Le Flux Engine regroupe ainsi toutes les données disponibles et nécessaires à l’évaluation des flux de CO2, sur la base d’informations étalonnées et homogénéisées. C’est ce qui a permis de calculer les quantités de CO2 absorbées dans les mers du nord de l’Europe. Le Flux-Engine permet déjà de réaliser des estimations globales, et peut bénéficier régionalement, particulièrement pour les mers du nord de l'Europe, de réseaux de mesures in situ qui permettent de mieux caler et vérifier les paramètres restitués. « Cet outil très performant est désormais accessible en ligne, utilisable par les chercheurs de la communauté scientifique internationale. Ils peuvent y tester leurs propres algorithmes, comparer et mener des recherches plus poussées autour des flux de CO2», ajoute Bertrand Chapron. « A terme, nous souhaitons fournir des cartes de référence des flux de CO2 de tous les océans à l’échelle mondiale, pour faciliter la compréhension du climat », souligne Bertrand Chapron. En revanche, beaucoup de questions restent encore sans réponse : « quel impact pour les zones arctiques, sur la couverture de glace ? »

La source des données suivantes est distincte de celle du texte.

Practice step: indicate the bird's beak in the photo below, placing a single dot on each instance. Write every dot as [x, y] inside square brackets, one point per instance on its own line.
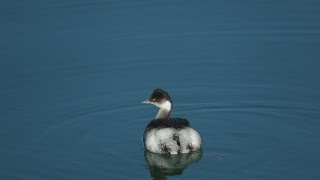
[146, 102]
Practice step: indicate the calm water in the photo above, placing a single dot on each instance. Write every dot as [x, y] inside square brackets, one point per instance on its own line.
[73, 74]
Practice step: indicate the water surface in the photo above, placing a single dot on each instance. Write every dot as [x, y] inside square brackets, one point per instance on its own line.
[73, 74]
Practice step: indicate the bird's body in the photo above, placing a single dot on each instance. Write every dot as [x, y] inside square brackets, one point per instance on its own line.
[169, 135]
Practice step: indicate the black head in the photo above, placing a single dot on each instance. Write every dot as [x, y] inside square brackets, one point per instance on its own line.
[159, 96]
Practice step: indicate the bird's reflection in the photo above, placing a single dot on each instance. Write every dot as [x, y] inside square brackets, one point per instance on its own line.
[162, 165]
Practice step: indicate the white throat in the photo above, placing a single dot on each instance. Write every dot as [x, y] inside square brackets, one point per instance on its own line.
[164, 111]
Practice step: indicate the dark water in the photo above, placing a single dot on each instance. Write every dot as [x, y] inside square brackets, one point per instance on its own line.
[73, 74]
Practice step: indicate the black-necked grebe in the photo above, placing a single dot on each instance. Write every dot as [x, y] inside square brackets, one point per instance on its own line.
[168, 135]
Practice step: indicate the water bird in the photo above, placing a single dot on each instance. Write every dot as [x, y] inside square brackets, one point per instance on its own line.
[166, 135]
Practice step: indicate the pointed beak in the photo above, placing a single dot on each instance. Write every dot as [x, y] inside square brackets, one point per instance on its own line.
[146, 102]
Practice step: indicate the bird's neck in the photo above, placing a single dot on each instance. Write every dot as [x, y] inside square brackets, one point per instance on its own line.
[164, 111]
[163, 114]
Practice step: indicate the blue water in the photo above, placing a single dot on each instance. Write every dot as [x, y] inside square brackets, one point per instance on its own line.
[73, 74]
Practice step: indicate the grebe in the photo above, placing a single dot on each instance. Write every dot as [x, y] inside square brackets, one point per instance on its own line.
[165, 135]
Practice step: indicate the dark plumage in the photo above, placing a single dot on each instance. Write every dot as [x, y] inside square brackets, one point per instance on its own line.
[176, 123]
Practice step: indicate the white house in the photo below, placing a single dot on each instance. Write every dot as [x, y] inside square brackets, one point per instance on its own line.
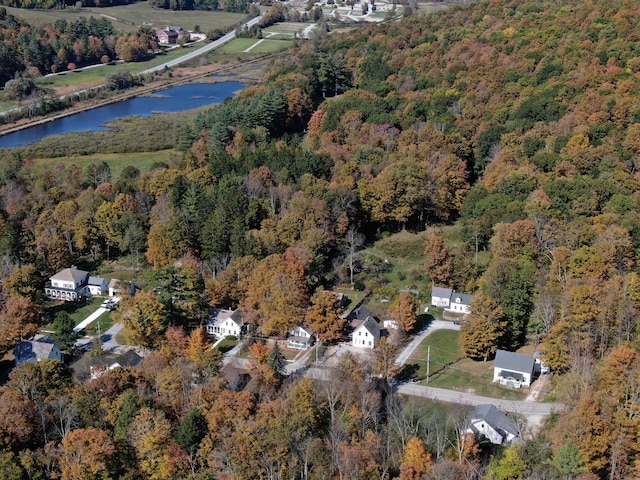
[300, 338]
[114, 287]
[459, 302]
[97, 285]
[495, 426]
[513, 369]
[41, 348]
[367, 334]
[69, 284]
[440, 296]
[223, 323]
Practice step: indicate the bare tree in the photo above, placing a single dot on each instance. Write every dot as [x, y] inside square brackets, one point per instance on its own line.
[353, 241]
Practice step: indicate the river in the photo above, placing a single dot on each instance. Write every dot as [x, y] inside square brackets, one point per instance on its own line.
[174, 99]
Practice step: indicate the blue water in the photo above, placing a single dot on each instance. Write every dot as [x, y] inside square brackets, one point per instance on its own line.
[174, 99]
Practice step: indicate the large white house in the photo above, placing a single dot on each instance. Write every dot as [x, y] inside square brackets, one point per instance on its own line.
[367, 334]
[69, 284]
[223, 323]
[300, 338]
[452, 301]
[487, 421]
[513, 369]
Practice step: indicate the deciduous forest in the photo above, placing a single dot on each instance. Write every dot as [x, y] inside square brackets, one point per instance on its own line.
[518, 121]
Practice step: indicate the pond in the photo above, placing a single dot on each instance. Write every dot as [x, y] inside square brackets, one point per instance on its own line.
[174, 99]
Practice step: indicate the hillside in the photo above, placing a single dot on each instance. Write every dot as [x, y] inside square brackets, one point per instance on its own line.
[508, 131]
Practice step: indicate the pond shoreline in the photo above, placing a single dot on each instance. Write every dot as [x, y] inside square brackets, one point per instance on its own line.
[136, 92]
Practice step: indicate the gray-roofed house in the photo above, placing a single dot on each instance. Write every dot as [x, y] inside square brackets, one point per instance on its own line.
[440, 296]
[97, 285]
[223, 323]
[459, 302]
[300, 338]
[36, 350]
[367, 334]
[513, 369]
[69, 284]
[495, 426]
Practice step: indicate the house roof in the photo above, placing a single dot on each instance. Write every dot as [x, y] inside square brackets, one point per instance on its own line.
[514, 362]
[219, 315]
[372, 326]
[98, 281]
[70, 275]
[360, 313]
[35, 349]
[498, 420]
[441, 292]
[303, 327]
[461, 298]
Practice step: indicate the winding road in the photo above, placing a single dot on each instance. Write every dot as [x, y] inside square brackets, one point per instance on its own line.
[202, 50]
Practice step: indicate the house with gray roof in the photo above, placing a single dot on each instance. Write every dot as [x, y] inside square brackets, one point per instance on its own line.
[69, 284]
[489, 422]
[513, 369]
[223, 323]
[459, 302]
[36, 350]
[440, 296]
[367, 334]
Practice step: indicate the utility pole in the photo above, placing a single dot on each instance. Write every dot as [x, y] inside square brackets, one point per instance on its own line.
[428, 358]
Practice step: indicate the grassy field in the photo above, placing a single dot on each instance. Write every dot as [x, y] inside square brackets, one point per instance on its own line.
[128, 17]
[227, 344]
[116, 161]
[268, 46]
[238, 45]
[96, 75]
[77, 312]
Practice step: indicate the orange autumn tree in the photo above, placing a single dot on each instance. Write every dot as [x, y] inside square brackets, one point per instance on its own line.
[85, 453]
[276, 294]
[416, 460]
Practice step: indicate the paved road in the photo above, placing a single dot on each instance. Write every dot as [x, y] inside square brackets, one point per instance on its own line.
[215, 44]
[450, 396]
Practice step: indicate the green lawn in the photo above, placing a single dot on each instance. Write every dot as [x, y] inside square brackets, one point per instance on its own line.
[116, 161]
[238, 45]
[227, 344]
[96, 75]
[447, 368]
[445, 349]
[78, 312]
[268, 46]
[128, 17]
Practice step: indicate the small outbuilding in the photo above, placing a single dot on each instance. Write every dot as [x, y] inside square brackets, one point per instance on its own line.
[513, 369]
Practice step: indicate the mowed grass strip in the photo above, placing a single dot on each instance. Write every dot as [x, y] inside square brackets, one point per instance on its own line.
[238, 45]
[96, 75]
[445, 349]
[116, 161]
[268, 46]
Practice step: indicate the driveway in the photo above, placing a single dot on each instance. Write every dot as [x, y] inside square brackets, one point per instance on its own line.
[433, 326]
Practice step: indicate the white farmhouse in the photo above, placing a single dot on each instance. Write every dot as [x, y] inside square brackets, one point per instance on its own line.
[223, 323]
[367, 334]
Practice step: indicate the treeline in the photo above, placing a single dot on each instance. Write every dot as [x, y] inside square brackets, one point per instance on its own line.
[52, 47]
[234, 6]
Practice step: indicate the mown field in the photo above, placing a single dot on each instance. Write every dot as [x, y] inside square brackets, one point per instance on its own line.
[116, 161]
[128, 17]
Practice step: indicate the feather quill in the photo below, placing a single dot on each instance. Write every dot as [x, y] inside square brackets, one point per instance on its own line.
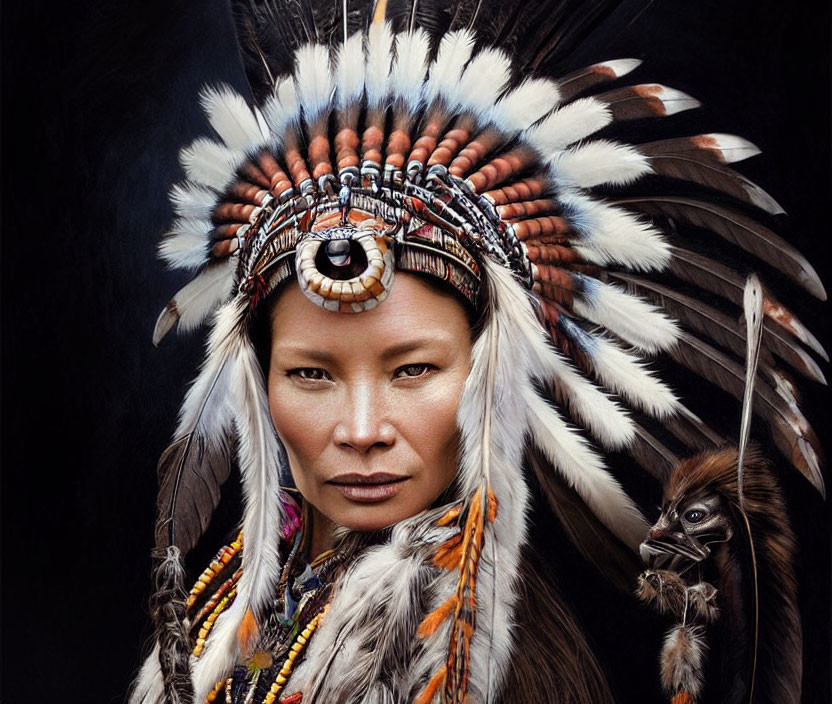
[197, 299]
[723, 281]
[599, 163]
[231, 117]
[721, 328]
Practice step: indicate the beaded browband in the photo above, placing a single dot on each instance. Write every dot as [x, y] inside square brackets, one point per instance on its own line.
[344, 240]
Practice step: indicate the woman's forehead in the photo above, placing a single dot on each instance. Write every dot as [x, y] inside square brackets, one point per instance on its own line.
[415, 316]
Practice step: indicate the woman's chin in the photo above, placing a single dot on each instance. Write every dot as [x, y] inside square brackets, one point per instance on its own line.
[366, 518]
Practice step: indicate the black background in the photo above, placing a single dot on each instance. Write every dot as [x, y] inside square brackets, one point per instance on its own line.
[97, 97]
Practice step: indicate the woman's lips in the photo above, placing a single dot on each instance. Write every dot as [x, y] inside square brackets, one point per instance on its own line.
[368, 488]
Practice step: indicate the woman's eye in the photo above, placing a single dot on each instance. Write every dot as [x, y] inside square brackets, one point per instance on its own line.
[310, 374]
[411, 371]
[694, 515]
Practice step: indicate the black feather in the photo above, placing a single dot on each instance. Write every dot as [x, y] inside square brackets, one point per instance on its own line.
[191, 472]
[723, 281]
[738, 229]
[721, 328]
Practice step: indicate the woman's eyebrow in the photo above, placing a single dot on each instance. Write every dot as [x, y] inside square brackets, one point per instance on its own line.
[414, 345]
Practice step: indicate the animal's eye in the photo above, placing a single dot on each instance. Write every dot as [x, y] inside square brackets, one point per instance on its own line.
[694, 515]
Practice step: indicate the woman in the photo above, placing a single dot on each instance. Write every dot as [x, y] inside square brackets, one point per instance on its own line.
[459, 294]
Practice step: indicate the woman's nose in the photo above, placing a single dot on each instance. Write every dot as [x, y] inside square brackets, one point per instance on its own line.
[364, 424]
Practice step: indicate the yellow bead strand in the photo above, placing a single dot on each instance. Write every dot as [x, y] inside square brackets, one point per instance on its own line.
[222, 558]
[209, 622]
[294, 651]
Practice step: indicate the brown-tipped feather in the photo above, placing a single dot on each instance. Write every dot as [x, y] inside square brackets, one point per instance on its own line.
[723, 281]
[591, 537]
[722, 328]
[191, 472]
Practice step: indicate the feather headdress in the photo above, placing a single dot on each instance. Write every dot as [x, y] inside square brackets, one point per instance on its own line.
[413, 142]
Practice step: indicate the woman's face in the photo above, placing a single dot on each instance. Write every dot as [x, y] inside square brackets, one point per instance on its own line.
[366, 404]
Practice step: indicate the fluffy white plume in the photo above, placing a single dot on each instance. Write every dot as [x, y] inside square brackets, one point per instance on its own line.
[673, 100]
[282, 108]
[377, 68]
[379, 600]
[629, 317]
[619, 67]
[313, 79]
[199, 298]
[410, 66]
[611, 235]
[730, 148]
[231, 117]
[483, 80]
[192, 201]
[526, 104]
[627, 376]
[568, 124]
[585, 472]
[623, 373]
[349, 70]
[186, 245]
[213, 382]
[209, 163]
[220, 653]
[261, 459]
[599, 162]
[604, 418]
[445, 72]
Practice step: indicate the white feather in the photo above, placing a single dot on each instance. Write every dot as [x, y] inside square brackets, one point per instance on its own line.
[567, 125]
[349, 70]
[231, 117]
[526, 104]
[610, 235]
[483, 80]
[200, 297]
[410, 66]
[629, 317]
[604, 418]
[209, 163]
[261, 460]
[190, 200]
[313, 79]
[585, 472]
[213, 380]
[445, 72]
[149, 687]
[674, 101]
[599, 162]
[282, 108]
[623, 373]
[626, 375]
[379, 58]
[186, 245]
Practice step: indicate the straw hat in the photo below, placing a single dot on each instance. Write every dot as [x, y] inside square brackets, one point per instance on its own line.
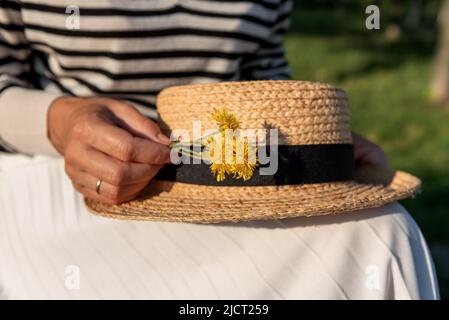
[315, 175]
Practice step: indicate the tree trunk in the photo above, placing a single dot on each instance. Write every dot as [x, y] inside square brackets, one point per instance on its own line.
[440, 83]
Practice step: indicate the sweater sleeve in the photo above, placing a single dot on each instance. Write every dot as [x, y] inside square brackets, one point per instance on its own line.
[23, 108]
[269, 61]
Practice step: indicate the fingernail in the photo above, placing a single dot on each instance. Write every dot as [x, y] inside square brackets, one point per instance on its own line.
[163, 138]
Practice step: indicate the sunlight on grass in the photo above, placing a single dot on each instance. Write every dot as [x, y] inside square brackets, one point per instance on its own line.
[388, 85]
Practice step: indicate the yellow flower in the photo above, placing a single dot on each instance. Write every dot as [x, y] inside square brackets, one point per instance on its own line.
[225, 120]
[240, 162]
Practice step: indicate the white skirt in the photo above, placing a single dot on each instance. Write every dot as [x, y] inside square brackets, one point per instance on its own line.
[52, 248]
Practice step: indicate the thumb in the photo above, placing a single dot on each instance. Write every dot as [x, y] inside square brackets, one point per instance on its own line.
[134, 122]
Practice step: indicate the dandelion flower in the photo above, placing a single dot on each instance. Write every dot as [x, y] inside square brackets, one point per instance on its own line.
[225, 120]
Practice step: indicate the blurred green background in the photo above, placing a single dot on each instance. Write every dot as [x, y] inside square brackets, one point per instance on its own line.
[387, 76]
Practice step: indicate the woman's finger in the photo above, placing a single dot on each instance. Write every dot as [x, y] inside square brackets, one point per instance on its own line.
[101, 133]
[136, 123]
[107, 168]
[115, 193]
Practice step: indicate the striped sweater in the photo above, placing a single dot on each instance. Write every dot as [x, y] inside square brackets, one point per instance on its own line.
[127, 49]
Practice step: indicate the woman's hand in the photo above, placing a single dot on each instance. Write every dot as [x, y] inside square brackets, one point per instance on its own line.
[109, 140]
[368, 153]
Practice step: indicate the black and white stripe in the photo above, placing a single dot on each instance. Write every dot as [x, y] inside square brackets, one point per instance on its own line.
[133, 49]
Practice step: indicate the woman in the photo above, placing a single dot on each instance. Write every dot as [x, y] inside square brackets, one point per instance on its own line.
[85, 92]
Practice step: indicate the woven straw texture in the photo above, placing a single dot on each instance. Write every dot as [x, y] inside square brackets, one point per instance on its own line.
[304, 113]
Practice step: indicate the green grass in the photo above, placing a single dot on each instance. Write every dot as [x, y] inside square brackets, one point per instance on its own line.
[388, 86]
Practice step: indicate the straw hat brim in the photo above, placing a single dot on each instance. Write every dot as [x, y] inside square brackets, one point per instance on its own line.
[180, 202]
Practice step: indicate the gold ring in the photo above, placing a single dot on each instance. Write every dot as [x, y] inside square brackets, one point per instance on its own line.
[97, 188]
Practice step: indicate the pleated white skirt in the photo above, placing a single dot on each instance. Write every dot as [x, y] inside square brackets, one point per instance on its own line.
[51, 247]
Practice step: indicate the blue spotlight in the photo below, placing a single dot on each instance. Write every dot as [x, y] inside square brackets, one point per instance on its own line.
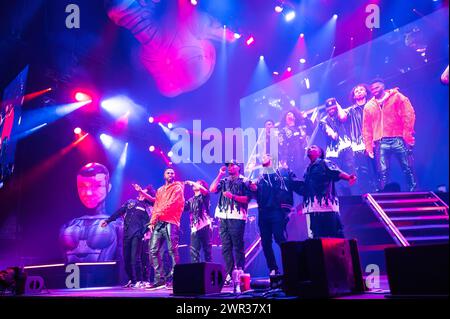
[106, 139]
[123, 156]
[290, 16]
[119, 105]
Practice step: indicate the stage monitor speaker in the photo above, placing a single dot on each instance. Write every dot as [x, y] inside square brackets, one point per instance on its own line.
[33, 285]
[321, 268]
[418, 270]
[198, 278]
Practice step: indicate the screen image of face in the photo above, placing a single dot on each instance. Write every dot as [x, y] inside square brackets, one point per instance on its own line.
[92, 190]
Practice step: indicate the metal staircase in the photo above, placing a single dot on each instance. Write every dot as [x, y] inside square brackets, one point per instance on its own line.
[415, 218]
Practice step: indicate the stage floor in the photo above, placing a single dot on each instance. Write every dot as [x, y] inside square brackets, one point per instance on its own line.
[165, 293]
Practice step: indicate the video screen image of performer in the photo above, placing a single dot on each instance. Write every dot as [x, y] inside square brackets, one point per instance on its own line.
[320, 200]
[198, 207]
[82, 238]
[274, 194]
[165, 226]
[388, 130]
[231, 210]
[364, 165]
[136, 219]
[293, 140]
[339, 145]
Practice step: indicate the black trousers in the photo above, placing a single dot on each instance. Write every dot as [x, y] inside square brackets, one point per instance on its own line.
[132, 249]
[201, 239]
[272, 228]
[232, 237]
[326, 224]
[394, 146]
[346, 162]
[164, 233]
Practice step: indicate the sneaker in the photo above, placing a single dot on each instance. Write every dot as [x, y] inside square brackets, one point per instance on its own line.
[274, 272]
[146, 284]
[227, 282]
[169, 284]
[138, 285]
[156, 285]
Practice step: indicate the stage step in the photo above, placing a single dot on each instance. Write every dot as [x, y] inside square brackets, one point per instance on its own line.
[411, 218]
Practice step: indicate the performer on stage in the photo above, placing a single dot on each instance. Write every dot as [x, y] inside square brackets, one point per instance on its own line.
[293, 139]
[364, 165]
[232, 211]
[135, 226]
[165, 225]
[274, 194]
[320, 201]
[388, 129]
[200, 221]
[82, 238]
[339, 145]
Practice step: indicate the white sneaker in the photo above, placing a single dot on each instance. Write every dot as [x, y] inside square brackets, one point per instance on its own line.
[146, 284]
[138, 285]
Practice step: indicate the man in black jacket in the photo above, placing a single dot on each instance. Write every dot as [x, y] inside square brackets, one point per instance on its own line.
[135, 226]
[274, 194]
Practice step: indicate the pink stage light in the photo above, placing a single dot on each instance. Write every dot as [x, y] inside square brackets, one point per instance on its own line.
[82, 97]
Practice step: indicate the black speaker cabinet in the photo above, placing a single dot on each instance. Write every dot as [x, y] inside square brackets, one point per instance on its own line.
[78, 275]
[198, 278]
[418, 270]
[321, 268]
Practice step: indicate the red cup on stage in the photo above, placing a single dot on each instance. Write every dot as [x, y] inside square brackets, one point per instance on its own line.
[245, 282]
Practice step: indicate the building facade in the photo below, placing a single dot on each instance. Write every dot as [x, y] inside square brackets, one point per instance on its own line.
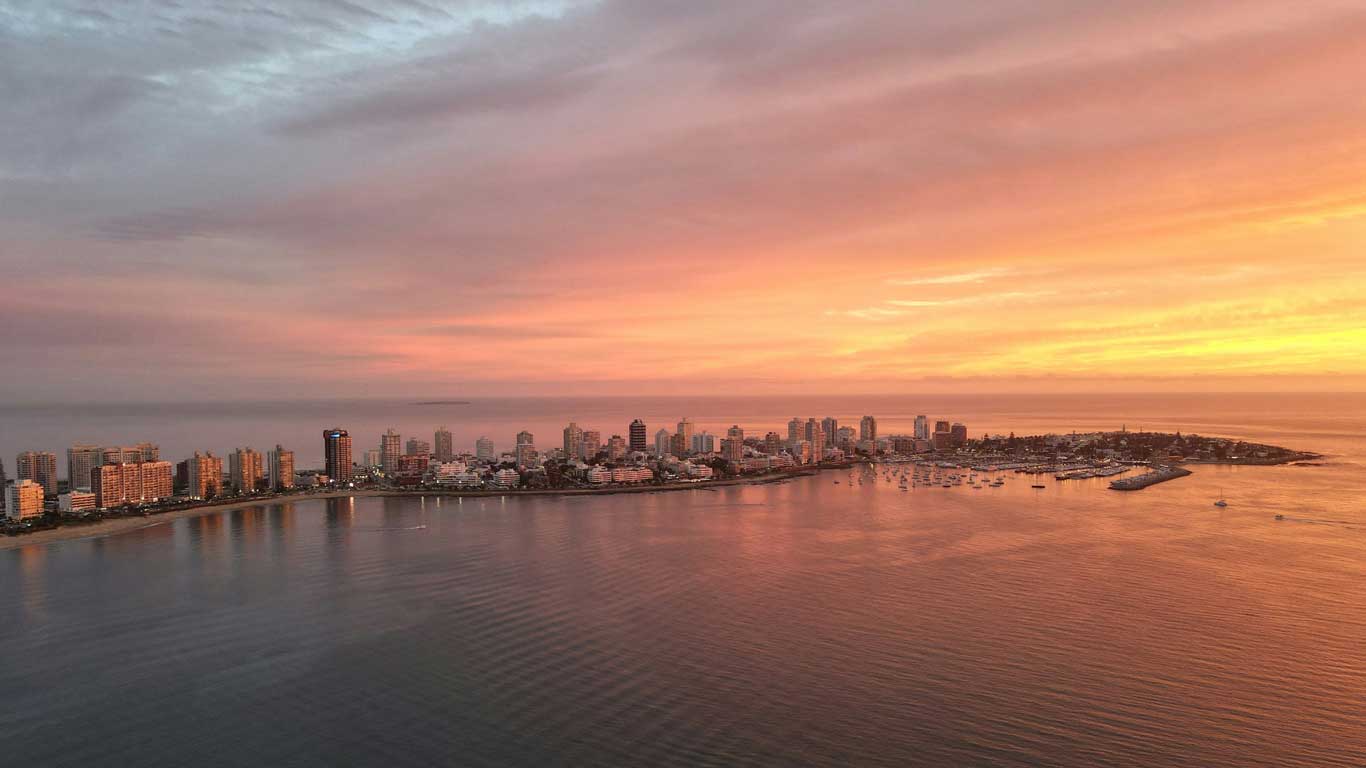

Sentinel 3 : un satellite au service du Flux Engine
En complément des images radar des satellites Sentinel 1 (A et maintenant B, avec le lancement réussi du 25 avril 2016) et des images optiques du satellite Sentinel 2, les scientifiques peuvent compter sur une nouvelle génération de satellites, déployée par l’Agence spatiale européenne (ESA) : « le Flux Engine se base essentiellement sur des données satellite, qui couvrent l’ensemble de la planète, avec une résolution maîtrisée, contrairement aux données in situ, très parcellaires en termes de couverture spatiale et temporelle ».
Lancé en février 2016, le satellite Sentinel 3A effectue plusieurs mesures simultanées : hauteur des mers, couleur et température de surface, force du vent ou des courants de grande échelle… autant d’indicateurs utilisés dans l’étude des flux de CO2. « Cela va nous permettre de mieux contraindre nos estimations et d’assurer un suivi global ou local plus précis, sur le long terme », conclut Bertrand Chapron.
Pour en savoir plus sur les flux de carbone, découvrez le film d’animation réalisé par l’ESA
[1] Le LOPS appartient également à l’Institut Universitaire Européen de la Mer (IUEM).
[2] En collaboration avec le Plymouth Marine Laboratory, le National Center of Oceanography, l’Institut de Recherche Environnementale du North Highland College (Royaume-Uni), et l’Institut d’Océanographie de l’Académie Polonaise des Sciences.